Mike kept looking at the damage.
“Handy Hans called the glass installers,” I said, “but they can’t get here until tomorrow.”
We heard a crack like a pistol shot, and Mike craned his head to look into the shop. “What was that?”
“Aunt Nettie’s making bakjes. She whams them on the worktable to get the edges right.”
“Can I talk to her?”
“As long as we don’t stop her work.”
It was hard to refuse Mike. He knew that Aunt Nettie could make chocolates with her eyes closed. Mike followed me into the shop and greeted Aunt Nettie, commiserating with her over the break-in. Aunt Nettie kept pouring melted dark chocolate into a mold about the size of an ice-cube tray—an ice-cube tray with forty little compartments.
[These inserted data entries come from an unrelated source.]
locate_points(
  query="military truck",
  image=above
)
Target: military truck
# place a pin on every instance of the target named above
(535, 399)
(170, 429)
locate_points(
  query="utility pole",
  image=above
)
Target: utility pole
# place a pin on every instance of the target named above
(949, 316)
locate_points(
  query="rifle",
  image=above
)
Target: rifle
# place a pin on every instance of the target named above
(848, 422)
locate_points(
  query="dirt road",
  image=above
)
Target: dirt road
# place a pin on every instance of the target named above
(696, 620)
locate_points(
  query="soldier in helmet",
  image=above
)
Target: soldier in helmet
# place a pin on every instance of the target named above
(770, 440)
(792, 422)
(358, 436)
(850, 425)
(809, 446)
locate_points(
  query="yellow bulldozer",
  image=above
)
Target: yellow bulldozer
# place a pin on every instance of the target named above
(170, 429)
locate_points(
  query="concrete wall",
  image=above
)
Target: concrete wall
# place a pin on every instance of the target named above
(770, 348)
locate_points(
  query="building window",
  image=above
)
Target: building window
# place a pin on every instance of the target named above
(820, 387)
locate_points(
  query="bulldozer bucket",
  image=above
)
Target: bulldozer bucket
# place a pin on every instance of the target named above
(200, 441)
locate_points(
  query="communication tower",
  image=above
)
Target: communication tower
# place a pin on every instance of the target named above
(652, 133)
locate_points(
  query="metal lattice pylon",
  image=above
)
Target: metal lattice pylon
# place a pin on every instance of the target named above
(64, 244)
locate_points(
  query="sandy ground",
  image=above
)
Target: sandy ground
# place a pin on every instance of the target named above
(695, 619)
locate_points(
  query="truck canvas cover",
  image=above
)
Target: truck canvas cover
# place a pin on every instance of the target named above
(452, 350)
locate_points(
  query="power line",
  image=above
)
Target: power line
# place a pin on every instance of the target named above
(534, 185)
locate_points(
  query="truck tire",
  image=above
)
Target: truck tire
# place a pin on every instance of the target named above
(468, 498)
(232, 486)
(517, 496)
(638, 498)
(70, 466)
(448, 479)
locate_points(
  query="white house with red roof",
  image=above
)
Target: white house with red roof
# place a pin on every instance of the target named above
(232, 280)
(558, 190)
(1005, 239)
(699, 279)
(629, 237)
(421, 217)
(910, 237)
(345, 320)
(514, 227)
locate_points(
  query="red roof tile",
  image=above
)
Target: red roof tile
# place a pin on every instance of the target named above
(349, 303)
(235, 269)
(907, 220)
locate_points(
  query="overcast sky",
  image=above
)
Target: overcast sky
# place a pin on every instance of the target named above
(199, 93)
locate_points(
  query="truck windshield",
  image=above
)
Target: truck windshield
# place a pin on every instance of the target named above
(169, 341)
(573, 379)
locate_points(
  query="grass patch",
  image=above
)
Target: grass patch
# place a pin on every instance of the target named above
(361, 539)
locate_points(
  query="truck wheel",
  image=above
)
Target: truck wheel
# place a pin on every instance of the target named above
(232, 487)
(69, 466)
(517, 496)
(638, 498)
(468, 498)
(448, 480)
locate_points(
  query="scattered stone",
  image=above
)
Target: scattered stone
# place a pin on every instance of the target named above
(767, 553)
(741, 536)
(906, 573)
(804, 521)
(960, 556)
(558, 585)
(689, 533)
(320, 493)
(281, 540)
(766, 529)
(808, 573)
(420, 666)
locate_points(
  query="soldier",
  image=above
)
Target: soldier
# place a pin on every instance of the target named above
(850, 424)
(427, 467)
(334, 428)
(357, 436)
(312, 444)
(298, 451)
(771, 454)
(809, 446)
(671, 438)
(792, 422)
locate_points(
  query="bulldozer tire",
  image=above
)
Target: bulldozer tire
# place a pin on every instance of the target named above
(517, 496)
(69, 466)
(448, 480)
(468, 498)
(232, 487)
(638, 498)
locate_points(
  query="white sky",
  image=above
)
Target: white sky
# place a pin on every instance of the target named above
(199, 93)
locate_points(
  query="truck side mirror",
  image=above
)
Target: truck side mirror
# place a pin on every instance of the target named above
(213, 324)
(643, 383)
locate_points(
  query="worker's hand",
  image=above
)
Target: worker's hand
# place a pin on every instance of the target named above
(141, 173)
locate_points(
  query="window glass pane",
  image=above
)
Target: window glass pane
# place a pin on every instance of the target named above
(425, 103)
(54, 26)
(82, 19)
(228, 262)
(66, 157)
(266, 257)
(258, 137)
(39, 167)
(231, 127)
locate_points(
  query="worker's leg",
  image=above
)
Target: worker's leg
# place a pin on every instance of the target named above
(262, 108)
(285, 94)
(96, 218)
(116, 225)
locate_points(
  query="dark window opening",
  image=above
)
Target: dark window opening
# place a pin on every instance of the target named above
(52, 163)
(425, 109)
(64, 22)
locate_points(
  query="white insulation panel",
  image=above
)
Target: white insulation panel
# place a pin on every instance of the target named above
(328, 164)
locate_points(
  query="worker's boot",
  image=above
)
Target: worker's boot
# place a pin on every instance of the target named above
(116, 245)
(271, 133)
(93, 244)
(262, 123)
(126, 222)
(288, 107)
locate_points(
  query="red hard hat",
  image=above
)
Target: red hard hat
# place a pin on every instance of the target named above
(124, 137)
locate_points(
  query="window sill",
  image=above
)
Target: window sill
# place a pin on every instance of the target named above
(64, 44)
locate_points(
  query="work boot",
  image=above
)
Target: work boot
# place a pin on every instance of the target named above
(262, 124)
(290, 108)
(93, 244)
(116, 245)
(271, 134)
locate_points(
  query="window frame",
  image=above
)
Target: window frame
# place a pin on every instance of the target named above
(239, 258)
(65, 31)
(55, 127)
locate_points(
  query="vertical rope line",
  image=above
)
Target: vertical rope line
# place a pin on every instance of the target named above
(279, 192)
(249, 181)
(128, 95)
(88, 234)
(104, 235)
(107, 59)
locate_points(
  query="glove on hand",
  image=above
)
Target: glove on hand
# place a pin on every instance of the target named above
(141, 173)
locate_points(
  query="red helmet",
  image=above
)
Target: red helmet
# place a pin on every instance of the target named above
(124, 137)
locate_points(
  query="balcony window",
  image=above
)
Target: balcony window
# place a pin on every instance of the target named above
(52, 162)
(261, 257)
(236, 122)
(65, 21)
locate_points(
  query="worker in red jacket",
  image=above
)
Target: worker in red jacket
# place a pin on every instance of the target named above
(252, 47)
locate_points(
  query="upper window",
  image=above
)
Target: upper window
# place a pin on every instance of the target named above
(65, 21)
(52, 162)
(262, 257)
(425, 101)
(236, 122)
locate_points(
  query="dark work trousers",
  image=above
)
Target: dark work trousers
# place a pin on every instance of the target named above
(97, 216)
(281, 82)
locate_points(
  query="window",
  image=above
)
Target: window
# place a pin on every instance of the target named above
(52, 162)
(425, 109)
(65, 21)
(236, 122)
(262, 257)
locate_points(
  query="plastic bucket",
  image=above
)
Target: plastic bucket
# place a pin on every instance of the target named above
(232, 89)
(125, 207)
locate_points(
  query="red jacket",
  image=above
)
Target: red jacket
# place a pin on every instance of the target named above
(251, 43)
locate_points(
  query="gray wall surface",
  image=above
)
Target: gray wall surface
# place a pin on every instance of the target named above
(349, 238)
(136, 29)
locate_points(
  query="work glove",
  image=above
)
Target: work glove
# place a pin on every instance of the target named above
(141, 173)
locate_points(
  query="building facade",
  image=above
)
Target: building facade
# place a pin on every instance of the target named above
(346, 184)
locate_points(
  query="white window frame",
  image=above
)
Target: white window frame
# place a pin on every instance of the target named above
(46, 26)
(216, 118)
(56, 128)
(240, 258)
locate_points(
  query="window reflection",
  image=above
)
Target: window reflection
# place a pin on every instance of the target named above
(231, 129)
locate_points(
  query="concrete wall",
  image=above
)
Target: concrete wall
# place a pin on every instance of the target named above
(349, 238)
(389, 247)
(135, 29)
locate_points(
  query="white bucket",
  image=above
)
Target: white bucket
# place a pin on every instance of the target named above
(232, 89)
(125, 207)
“I just wondered if anybody suspicious came in yesterday,” Mike said.
Aunt Nettie had apparently filed Jeff in a nonsuspicious category. “I can’t think of anybody,” she said. “The antique molds were the only thing valuable in the shop.” She turned her filled mold upside down over her work pan, and went tappity tappity tap on its edge with the flat side of her spatula while the excess chocolate drained out. She scraped the top of the mold, wielding her spatula like a conductor wields his baton. Then she flipped the mold over and slammed it onto the sheet of parchment paper that covered the worktable. Wham!
Mike jumped about a foot. Apparently he hadn’t realized that making bonbons is that noisy. The bakje molds are polycarbonate, a tough resin, and they’re hard. Whacking them onto a stainless-steel table makes a sharp crack.
“Who knew that the molds were here?” Mike said.
“Everybody who works here knew.” Aunt Nettie flipped the mold upright again, then placed it behind her, on the conveyor belt that led to the cooling tunnel. “All the Hart and VanHorn family knew. How about the retail customers, Lee?”
“We had only a few retail customers yesterday afternoon,” I said, “and none of them acted very interested in the molds. Except Timothy Hart.”
Aunt Nettie had filled another mold with more dark chocolate. She flipped it and began the same routine.
“Maybe it was just a coincidence,” Mike said. “Maybe the burglar was looking for money. Not for the molds.”